An eclectic and committed group of local food system stakeholders met at the invitation of Seattle City Council President Richard Conlin to compare notes on economic opportinities and challenges.

To frame the discussion, some interesting numbers on the magnitude of local activity (here only using King County 2007 numbers by Vicki Sontag for a population of 1.8 million population)
--local demand for food is close to $314 Million annually
--locally produced food sales total only $21 Million

Sliced another way, while 90 percent of locally produced food is consumed locally, only 6 percent of what is consumed here was produced here. So no matter you count it, there is a huge "appetite" that our current local producers are not able to satisfy.

And while there were other important stats about available land for cultivation in the service of all that unmet local demand, the big picture started to get less clear once the group's various participants started to explain how they saw the current situation. What follows is a sampling overheard.

A distributor who transports Olympic and Kitsap produce to Seattle by sail-powered boats regularly snatches up small farmers' entire crops and sees the limits on his direct-to-consumer business limited by available product.

A statewide farmers market representative claims there are now too many markets and not enough penetration into the "secondary market segment" of shoppers to warrant more farming focused on retail farmers markets.

Small farm observers note that with the time farmers devote to regular distribution and sales at farmers markets, some don't have time to raise the crops.

With about half of a typical household food budget spent on meals outside the home, some in the group argued that local food production to really have an impact, it has to expand and make greater penetration into those distribution and retail venues.

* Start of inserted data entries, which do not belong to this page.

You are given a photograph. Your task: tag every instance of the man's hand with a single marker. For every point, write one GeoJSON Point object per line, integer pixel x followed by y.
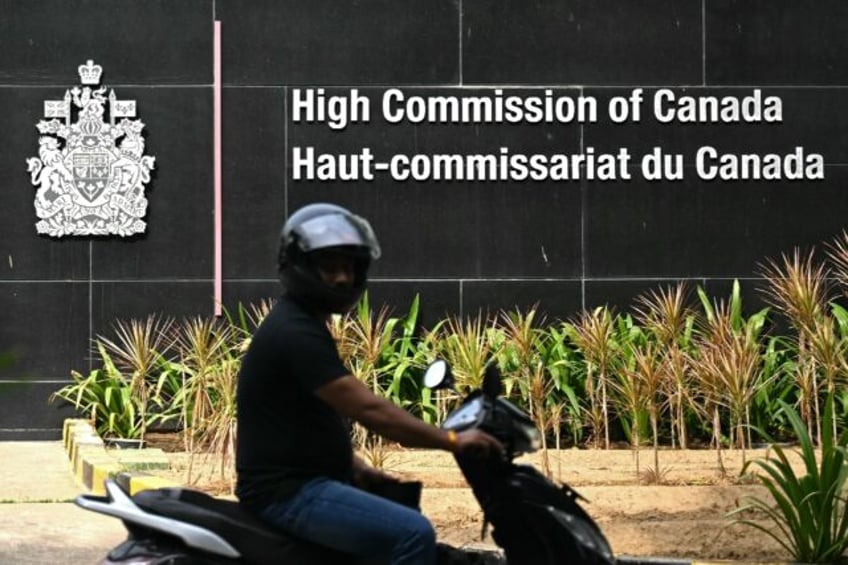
{"type": "Point", "coordinates": [477, 443]}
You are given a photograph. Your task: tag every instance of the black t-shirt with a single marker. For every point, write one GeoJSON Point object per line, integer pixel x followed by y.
{"type": "Point", "coordinates": [288, 436]}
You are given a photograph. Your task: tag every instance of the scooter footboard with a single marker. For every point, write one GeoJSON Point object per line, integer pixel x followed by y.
{"type": "Point", "coordinates": [533, 520]}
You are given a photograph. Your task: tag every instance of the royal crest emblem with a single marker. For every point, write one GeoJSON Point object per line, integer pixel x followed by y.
{"type": "Point", "coordinates": [90, 173]}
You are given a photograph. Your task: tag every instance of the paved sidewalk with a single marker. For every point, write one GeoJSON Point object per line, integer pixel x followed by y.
{"type": "Point", "coordinates": [39, 524]}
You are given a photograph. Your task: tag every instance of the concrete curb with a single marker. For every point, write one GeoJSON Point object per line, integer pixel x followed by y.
{"type": "Point", "coordinates": [92, 464]}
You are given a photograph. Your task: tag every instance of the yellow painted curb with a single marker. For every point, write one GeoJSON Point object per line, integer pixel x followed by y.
{"type": "Point", "coordinates": [139, 483]}
{"type": "Point", "coordinates": [91, 464]}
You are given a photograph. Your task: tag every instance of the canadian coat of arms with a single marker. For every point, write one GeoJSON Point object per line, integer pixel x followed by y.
{"type": "Point", "coordinates": [90, 173]}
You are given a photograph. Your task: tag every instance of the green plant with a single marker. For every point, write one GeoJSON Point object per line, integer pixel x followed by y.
{"type": "Point", "coordinates": [809, 511]}
{"type": "Point", "coordinates": [594, 334]}
{"type": "Point", "coordinates": [137, 353]}
{"type": "Point", "coordinates": [106, 398]}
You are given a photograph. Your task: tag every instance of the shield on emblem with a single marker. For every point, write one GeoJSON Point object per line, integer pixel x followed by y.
{"type": "Point", "coordinates": [91, 173]}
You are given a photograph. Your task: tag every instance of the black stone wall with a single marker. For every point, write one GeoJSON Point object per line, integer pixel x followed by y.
{"type": "Point", "coordinates": [464, 246]}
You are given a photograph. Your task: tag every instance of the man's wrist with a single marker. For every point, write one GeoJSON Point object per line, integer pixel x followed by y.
{"type": "Point", "coordinates": [453, 441]}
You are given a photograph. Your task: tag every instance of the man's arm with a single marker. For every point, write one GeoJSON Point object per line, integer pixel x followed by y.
{"type": "Point", "coordinates": [354, 400]}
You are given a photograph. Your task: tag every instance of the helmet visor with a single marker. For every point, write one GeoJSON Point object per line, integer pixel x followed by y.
{"type": "Point", "coordinates": [335, 230]}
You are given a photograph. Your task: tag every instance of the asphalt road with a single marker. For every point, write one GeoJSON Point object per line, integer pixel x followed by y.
{"type": "Point", "coordinates": [39, 523]}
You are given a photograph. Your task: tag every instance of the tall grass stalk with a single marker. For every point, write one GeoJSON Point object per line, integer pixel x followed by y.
{"type": "Point", "coordinates": [593, 334]}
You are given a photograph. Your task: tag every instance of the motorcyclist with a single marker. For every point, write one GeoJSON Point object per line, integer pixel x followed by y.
{"type": "Point", "coordinates": [295, 462]}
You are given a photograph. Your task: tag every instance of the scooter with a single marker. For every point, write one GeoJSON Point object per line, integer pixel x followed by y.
{"type": "Point", "coordinates": [534, 521]}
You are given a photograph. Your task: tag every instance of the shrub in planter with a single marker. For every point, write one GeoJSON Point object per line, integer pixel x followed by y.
{"type": "Point", "coordinates": [106, 398]}
{"type": "Point", "coordinates": [809, 512]}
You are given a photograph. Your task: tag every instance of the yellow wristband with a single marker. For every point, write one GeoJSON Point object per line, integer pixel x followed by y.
{"type": "Point", "coordinates": [452, 440]}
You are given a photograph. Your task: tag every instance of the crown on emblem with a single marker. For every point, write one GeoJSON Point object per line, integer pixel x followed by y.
{"type": "Point", "coordinates": [90, 73]}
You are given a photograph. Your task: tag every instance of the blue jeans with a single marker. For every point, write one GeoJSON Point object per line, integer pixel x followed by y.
{"type": "Point", "coordinates": [350, 520]}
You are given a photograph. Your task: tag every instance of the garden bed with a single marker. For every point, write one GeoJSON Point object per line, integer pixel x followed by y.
{"type": "Point", "coordinates": [684, 517]}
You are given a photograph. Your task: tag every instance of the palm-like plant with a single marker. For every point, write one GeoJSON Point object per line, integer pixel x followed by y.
{"type": "Point", "coordinates": [798, 287]}
{"type": "Point", "coordinates": [466, 345]}
{"type": "Point", "coordinates": [137, 352]}
{"type": "Point", "coordinates": [205, 346]}
{"type": "Point", "coordinates": [809, 512]}
{"type": "Point", "coordinates": [666, 315]}
{"type": "Point", "coordinates": [728, 363]}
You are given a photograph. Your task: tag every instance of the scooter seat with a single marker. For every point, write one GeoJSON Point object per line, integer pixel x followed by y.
{"type": "Point", "coordinates": [257, 542]}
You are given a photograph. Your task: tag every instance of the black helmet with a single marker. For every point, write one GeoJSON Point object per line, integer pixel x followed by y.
{"type": "Point", "coordinates": [318, 227]}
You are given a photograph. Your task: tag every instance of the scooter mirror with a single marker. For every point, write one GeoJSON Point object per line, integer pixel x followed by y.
{"type": "Point", "coordinates": [492, 385]}
{"type": "Point", "coordinates": [438, 375]}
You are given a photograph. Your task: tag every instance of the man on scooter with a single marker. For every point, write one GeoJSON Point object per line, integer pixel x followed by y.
{"type": "Point", "coordinates": [295, 461]}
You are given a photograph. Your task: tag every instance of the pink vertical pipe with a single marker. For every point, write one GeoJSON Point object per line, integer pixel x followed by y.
{"type": "Point", "coordinates": [216, 87]}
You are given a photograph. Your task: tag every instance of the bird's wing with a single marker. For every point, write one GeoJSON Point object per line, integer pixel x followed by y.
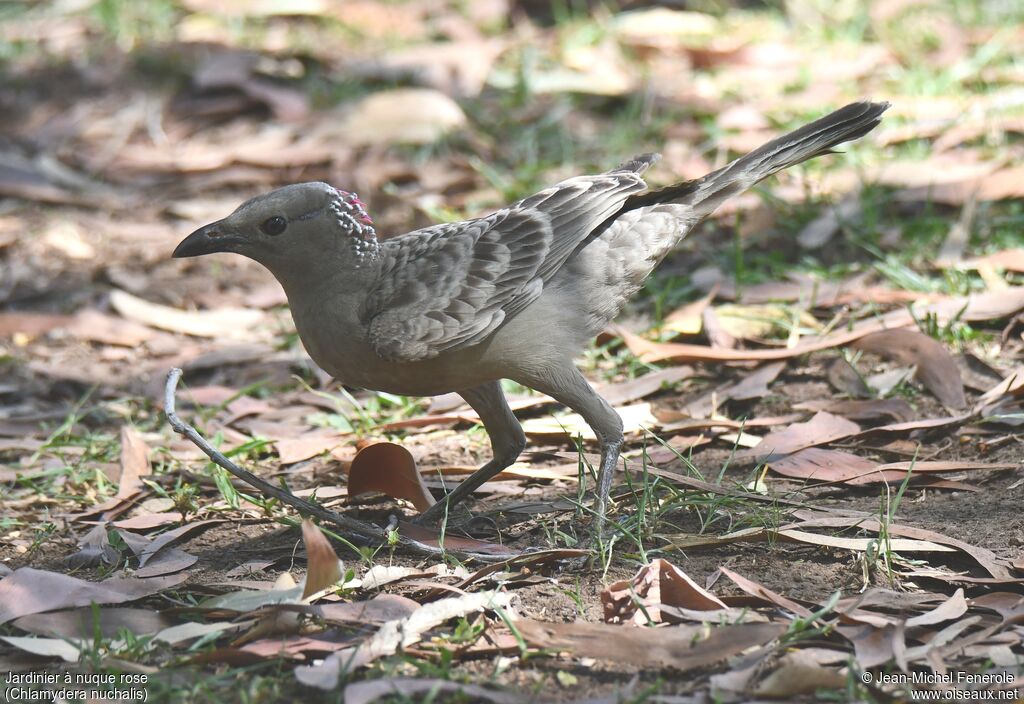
{"type": "Point", "coordinates": [451, 286]}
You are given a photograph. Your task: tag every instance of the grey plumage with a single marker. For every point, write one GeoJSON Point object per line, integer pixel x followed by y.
{"type": "Point", "coordinates": [514, 295]}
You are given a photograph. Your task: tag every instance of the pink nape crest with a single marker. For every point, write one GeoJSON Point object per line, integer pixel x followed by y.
{"type": "Point", "coordinates": [354, 206]}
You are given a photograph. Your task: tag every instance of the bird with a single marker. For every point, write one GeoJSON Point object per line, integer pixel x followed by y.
{"type": "Point", "coordinates": [516, 294]}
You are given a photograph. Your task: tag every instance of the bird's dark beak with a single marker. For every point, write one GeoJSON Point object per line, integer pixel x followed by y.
{"type": "Point", "coordinates": [207, 239]}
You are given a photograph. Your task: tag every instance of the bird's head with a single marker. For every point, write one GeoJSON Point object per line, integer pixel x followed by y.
{"type": "Point", "coordinates": [290, 229]}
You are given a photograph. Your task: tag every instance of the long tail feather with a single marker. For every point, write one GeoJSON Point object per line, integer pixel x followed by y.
{"type": "Point", "coordinates": [813, 139]}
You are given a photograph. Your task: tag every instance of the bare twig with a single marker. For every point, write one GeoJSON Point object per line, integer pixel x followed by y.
{"type": "Point", "coordinates": [366, 533]}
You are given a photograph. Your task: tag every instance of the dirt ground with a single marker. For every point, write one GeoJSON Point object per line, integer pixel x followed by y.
{"type": "Point", "coordinates": [129, 125]}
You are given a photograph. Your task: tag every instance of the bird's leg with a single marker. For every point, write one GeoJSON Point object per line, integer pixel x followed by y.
{"type": "Point", "coordinates": [567, 386]}
{"type": "Point", "coordinates": [507, 443]}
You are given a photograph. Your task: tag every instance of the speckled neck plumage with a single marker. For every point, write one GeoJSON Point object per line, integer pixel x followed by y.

This last point indicates for me the huge opportunity to capture multiple and intersecting benefits--and not necessarily in restaurants. As CityLab7 has already begun testing with the Market Meal Experience, collective consumption (of intentionally sourced ingredients and value-added local products) holds intriuging promise as a structure to accelerate serendipity, feed appetites for shared experience around quality foods, and directly support a local food economy.